Çalışan gazeteciler Günü dolayısıyla Erdoğan’ın mesajını okudular, ‘Şaka yapıyorlar herhalde Zaytung haberidir’ dedim. Cümle doğru da söyleyen adam yanlış. Öyle noktaya geldik ki, televizyona kadın öğretmen bağlanıyor, ‘Çocuklar ölmesin’ diyor. Özür üzerine özür… Programı yapan özür diliyor. Savcı soruşturma açmış, terör örgütü propagandası diye. Ne zamandan beri, ‘çocuklar ölmesin’ demek terör propagandası? Ülke bu hale gelirse savcı da Ankara’daki beylerin savcısı olur, cumhuriyetin savcısı olmaz.

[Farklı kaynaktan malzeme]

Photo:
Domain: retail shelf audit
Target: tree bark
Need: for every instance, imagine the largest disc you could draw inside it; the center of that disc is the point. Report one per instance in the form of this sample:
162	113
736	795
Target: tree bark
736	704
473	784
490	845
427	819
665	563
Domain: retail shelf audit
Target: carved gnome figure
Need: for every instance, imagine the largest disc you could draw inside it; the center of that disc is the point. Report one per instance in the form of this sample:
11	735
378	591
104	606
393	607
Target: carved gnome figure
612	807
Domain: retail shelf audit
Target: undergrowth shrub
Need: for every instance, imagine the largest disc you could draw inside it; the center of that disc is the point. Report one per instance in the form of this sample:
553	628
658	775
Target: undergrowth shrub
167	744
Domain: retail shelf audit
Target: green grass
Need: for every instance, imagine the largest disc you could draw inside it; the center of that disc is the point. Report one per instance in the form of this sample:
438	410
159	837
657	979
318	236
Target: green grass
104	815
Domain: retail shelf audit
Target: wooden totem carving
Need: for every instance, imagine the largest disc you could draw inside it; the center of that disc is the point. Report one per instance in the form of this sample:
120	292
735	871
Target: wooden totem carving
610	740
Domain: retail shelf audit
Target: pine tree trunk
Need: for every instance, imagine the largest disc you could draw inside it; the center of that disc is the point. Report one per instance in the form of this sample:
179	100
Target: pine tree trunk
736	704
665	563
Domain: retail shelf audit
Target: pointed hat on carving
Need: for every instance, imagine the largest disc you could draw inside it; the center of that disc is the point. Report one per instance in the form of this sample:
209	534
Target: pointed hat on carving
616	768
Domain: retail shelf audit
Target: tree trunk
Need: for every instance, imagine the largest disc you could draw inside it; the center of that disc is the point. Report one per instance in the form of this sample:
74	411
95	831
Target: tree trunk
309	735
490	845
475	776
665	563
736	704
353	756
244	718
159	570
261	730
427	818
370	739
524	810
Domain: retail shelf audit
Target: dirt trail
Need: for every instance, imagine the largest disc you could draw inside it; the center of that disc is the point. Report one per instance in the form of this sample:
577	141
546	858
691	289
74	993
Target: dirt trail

Yargının sefil halini göstermek istiyorum. Yargı, Ankara Büyükşehir Belediye Başkanı’nın arka bahçesi haline dönüştürülmüş. Belediye Başkanı bir toplantı yapıyor, toplantıya Yargıtay, Danıştay ve Sayıştay başkanları da katılıyor. Başkanlara sormak istiyorum sizin orada ne işiniz var? Oraya neyin karşılığında gittiniz? Sayıştay Başkanı’na soruyorum, sen belediyenin hesaplarını denetlemek zorundasın, oraya denetçi mi göndermeyeceksin, onun sözünü mü verdin? Yargıtay’da dünya kadar belediye davası var, o davaların güvencesi olmak için mi gittin? Danıştay’da dünya kadar davası var, herhalde, ‘sen bildiğini oku, ben arkanda kapı gibi duruyorum,’ demek için gitti.
Türkiye güçlü bir ülkedir, bunların elinde imajı zedelendi. 8 Ocak günü Erdoğan açıklama yapıyor, ‘Başika’ya IŞİD militanları saldırdı, TSK müdahale etti, 18 militan öldürüldü’ diyor. Girdim Genelkurmay’ın sitesine, açıklaması yok. Sonra hem Irak hem Kürt bölgesi tarafından yalanlandı. Cumhurbaşkanlığı koltuğunda oturan birisi halkı bilgilendirmek için yalan haber yayar mı? Bu hükümet, tepedeki zat da dahil bu ülkeyi yönetemiyor, Türkiye süratle kaosun eşiğine gidiyor.